The Aeromet deal was cemented following a UK suppliers’ trip hosted at Boeing’s commercial airplane production facilities in the Washington State in 2016 which was supported by the Department for Business, Energy and Industrial Strategy (BEIS) and the Department for International Trade.
“Boeing and the UK aerospace industry have a long, mutually beneficial history,” said Sir Michael Arthur, President, Boeing Europe and Managing Director of Boeing U.K. and Ireland. “In the past year we have expanded our outreach to local suppliers to better prepare them to compete and win Boeing work. Aeromet’s recent contract award is evidence that together, Boeing and UK companies continue to win the marketplace.”
Business Minister Jesse Norman said: “These new orders from Boeing bear testimony to Aeromet’s commitment to investment in R&D. This is a great example of how industry and government, through the Aerospace Growth Partnership, are working together to tackle barriers to growth, boost exports and create high value jobs.”
Key to Aeromet’s success is support from the government-backed Sharing in Growth (“SiG”) programme. Endorsed by Boeing, SiG is designed to raise the productivity and competitiveness of the UK aerospace supply chain. The productivity improvements achieved as part of this programme were key to Aeromet securing an extension to its existing contracts in the face of global competition, according to Holliday.

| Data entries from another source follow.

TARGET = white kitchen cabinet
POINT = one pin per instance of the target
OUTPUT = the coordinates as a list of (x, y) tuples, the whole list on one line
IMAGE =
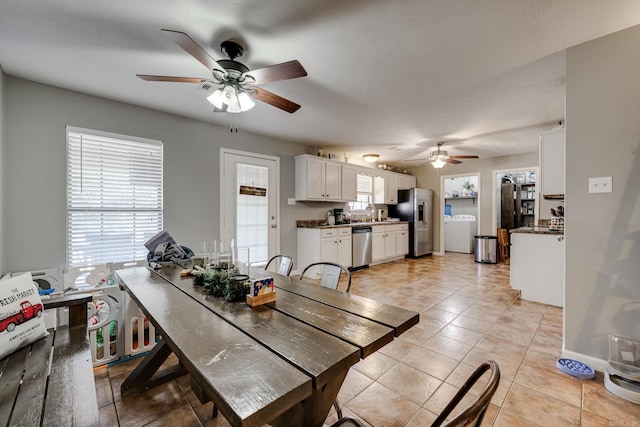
[(349, 183), (390, 241), (318, 179), (552, 162), (385, 189), (406, 181), (324, 244), (377, 243), (537, 267), (402, 239)]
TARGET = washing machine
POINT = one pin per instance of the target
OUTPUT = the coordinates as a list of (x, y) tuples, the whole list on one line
[(459, 232)]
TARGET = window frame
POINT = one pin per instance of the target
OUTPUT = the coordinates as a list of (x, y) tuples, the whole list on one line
[(127, 183)]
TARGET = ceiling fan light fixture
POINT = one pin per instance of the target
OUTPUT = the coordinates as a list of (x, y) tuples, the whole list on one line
[(438, 163), (229, 95), (216, 99)]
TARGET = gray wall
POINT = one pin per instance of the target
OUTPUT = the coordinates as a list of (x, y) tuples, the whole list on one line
[(2, 180), (34, 166), (603, 230), (429, 177)]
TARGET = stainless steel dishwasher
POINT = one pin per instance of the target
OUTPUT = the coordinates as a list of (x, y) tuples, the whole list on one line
[(361, 247)]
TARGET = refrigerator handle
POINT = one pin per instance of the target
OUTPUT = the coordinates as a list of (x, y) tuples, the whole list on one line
[(424, 213)]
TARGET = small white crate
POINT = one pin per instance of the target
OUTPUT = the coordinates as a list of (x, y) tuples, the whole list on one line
[(140, 334), (105, 323)]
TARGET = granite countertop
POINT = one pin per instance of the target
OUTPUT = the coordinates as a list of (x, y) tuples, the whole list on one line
[(536, 230), (322, 223)]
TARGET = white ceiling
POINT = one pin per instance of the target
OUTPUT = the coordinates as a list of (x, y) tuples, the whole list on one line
[(391, 77)]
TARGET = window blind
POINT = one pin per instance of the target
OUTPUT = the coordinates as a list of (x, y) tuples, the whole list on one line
[(114, 196), (364, 183), (364, 190)]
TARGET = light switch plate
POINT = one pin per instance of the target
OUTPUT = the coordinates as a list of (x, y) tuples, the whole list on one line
[(601, 184)]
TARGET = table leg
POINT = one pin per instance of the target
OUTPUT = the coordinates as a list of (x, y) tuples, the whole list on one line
[(144, 376), (314, 409)]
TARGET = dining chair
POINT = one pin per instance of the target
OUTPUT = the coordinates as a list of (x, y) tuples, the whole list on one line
[(347, 422), (474, 412), (283, 264), (331, 273)]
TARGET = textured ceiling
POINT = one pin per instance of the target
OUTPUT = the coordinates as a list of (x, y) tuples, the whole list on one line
[(386, 77)]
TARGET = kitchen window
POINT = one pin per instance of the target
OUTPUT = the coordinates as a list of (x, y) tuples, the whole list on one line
[(364, 194), (114, 196)]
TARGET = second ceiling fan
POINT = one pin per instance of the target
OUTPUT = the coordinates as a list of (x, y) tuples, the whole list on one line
[(237, 84), (440, 157)]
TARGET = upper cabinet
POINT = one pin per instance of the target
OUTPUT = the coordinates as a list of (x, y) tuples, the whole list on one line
[(406, 181), (349, 182), (318, 179), (385, 189), (552, 165)]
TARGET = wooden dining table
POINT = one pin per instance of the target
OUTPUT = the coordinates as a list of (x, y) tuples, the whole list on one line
[(281, 364)]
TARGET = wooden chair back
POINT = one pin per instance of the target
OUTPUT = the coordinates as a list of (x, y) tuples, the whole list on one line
[(474, 413), (282, 263), (331, 273)]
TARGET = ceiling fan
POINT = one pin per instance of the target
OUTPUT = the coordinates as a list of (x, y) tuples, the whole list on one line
[(440, 157), (236, 84)]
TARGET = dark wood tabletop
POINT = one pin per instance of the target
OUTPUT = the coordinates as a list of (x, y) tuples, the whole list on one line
[(282, 363)]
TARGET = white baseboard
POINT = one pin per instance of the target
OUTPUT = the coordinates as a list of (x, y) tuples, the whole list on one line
[(597, 364)]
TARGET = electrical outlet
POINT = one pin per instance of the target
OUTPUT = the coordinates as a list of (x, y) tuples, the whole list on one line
[(600, 185)]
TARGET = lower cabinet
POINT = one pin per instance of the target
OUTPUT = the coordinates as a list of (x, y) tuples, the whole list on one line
[(402, 239), (324, 244), (390, 241), (537, 267), (377, 245)]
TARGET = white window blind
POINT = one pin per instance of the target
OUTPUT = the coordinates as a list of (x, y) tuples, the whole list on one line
[(364, 190), (114, 196)]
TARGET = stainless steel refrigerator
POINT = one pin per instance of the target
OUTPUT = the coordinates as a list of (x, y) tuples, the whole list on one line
[(416, 206)]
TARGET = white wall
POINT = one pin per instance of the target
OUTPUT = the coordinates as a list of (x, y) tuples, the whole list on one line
[(35, 166), (429, 177), (2, 180), (603, 230)]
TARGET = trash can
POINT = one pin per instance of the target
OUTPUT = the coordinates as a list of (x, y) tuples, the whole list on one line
[(486, 249)]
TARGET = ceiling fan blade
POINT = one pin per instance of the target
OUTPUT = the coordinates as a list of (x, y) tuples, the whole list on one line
[(275, 100), (171, 79), (192, 48), (273, 73)]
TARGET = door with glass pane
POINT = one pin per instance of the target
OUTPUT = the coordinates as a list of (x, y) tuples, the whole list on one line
[(249, 205)]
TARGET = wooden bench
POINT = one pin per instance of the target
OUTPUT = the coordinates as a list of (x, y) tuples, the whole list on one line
[(50, 382)]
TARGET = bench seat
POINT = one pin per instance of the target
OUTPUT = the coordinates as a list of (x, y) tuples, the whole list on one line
[(50, 382)]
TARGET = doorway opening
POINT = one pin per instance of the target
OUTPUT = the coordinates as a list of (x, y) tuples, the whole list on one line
[(249, 191), (515, 198), (461, 206)]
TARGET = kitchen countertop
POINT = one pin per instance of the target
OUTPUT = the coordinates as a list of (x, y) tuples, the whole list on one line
[(536, 230), (320, 223)]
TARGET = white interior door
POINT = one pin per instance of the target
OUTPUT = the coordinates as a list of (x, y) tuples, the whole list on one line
[(249, 203)]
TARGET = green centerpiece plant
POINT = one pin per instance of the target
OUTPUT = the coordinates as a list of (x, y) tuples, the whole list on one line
[(222, 283)]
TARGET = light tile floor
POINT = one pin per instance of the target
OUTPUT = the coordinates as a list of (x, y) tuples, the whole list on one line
[(468, 314)]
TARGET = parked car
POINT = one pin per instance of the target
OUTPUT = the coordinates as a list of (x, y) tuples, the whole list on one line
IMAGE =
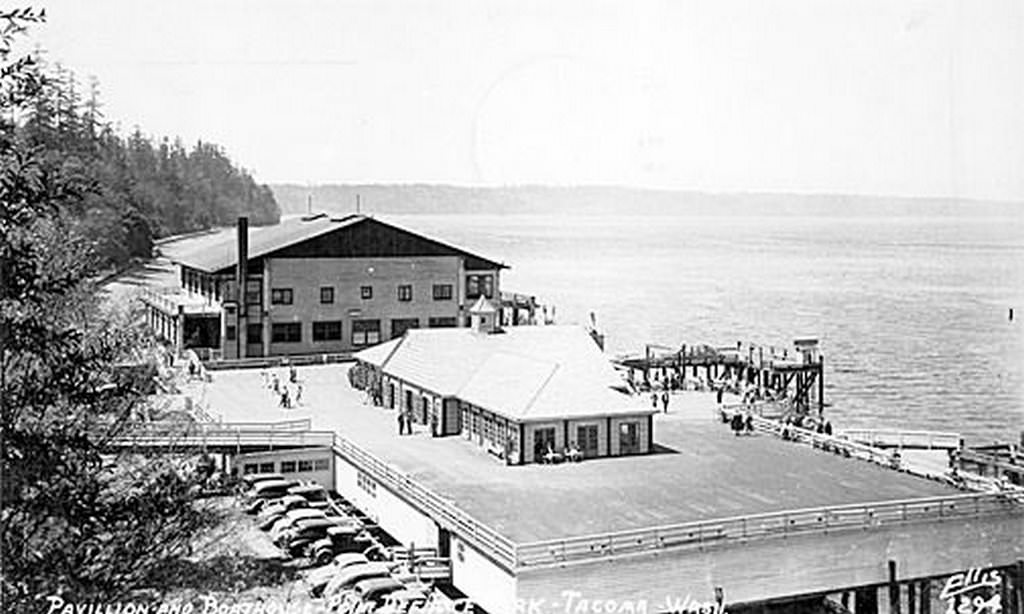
[(315, 494), (344, 538), (295, 539), (316, 579), (347, 577), (368, 595), (276, 509), (290, 518), (264, 491), (250, 480)]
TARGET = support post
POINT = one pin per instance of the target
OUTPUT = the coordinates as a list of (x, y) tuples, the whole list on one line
[(893, 589), (821, 385)]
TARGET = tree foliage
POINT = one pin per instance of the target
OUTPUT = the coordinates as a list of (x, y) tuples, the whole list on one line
[(133, 188), (80, 516)]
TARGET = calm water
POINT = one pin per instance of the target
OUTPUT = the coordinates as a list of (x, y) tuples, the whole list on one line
[(911, 311)]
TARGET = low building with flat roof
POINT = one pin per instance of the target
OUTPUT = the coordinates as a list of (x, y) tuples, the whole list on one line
[(526, 394)]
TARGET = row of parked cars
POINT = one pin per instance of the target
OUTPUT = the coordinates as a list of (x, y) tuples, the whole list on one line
[(358, 569)]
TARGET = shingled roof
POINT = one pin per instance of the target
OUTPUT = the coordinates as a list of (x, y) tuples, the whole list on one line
[(284, 237), (525, 374)]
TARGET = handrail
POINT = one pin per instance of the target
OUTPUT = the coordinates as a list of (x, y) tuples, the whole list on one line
[(725, 530), (492, 542), (908, 438)]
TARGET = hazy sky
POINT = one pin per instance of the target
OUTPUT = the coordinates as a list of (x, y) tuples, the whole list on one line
[(861, 96)]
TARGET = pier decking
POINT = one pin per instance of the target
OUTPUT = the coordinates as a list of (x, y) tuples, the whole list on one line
[(699, 471)]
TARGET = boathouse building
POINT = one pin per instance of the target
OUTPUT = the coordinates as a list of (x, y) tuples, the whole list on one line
[(321, 284), (524, 394)]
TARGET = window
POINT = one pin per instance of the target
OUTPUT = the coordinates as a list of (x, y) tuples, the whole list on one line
[(254, 292), (544, 439), (254, 334), (366, 332), (442, 292), (367, 483), (282, 296), (399, 325), (629, 438), (286, 333), (477, 286), (330, 331)]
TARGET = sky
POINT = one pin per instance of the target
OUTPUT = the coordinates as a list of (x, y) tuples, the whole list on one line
[(892, 97)]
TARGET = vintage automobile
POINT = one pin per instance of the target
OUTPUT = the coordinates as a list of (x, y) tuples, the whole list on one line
[(296, 538), (290, 518), (314, 494), (344, 538), (250, 480), (276, 509), (347, 578), (317, 578), (264, 491), (366, 596)]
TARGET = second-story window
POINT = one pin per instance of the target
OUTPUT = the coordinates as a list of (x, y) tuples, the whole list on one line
[(477, 286), (442, 292), (282, 296)]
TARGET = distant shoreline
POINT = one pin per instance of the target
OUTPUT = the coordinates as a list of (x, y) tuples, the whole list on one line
[(536, 200)]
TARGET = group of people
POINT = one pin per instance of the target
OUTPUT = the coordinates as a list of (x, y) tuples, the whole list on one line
[(289, 393), (570, 454)]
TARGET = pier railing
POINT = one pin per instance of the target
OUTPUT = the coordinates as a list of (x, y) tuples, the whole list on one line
[(489, 541), (288, 434), (778, 524), (928, 440)]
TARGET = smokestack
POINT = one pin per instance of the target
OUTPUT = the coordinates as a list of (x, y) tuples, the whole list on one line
[(242, 273)]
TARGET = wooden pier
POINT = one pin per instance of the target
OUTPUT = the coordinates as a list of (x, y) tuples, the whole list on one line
[(996, 461), (794, 376)]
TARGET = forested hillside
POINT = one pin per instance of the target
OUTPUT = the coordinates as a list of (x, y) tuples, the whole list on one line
[(134, 188)]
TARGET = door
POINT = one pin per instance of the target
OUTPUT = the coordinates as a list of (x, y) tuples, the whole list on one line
[(629, 438), (587, 440), (544, 439)]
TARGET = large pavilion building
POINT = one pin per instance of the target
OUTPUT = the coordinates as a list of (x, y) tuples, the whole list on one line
[(520, 393), (322, 284)]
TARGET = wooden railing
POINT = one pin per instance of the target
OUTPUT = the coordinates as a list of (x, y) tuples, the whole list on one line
[(491, 542), (737, 529), (905, 439), (276, 361), (286, 434)]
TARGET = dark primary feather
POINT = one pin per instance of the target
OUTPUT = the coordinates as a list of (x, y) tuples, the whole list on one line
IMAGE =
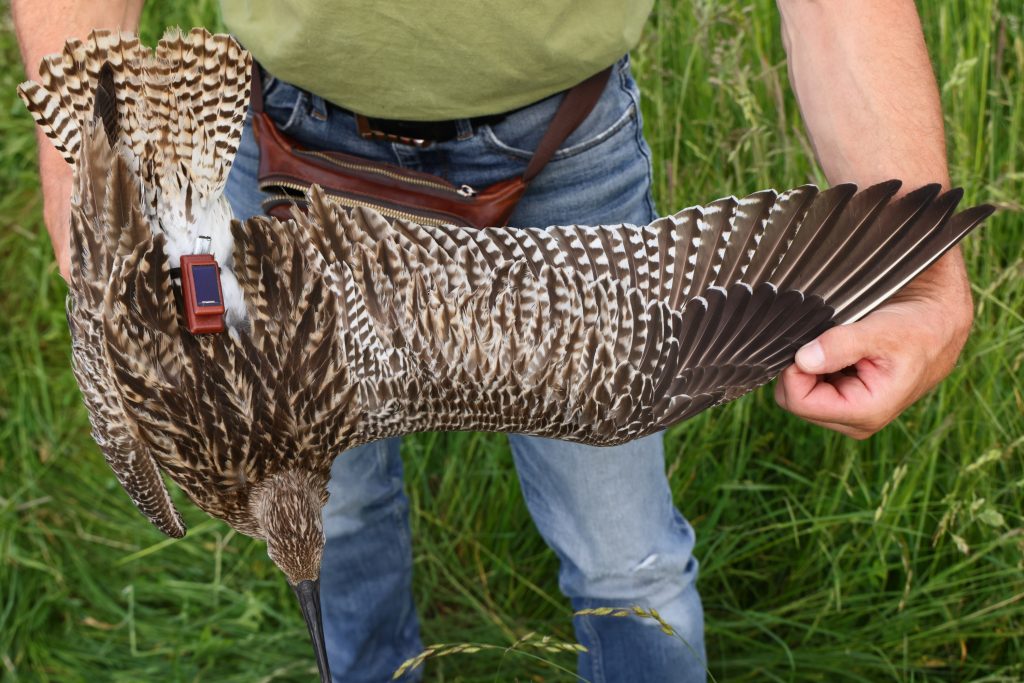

Established in 2013 with £50 million from the Regional Growth Fund and endorsement from Boeing, Airbus, BAE Systems, Bombardier, GE, GKN and Rolls-Royce, SiG has already helped secure contracts worth just over £1.6 billion for the first 37 firms on the programme, equivalent to around 2600 UK jobs. Ultimately the programme’s goal is to safeguard 10,000 UK jobs.
Said SiG’s CEO Andy Page: “We are really delighted by Aeromet’s achievement. It is without doubt proof that SiG’s four year transformation programmes deliver and sustain improvements so that UK firms can compete for the continuing huge growth in the aerospace sector. SiG is already helping 50 companies achieve their aim of an average 50% increase in productivity.”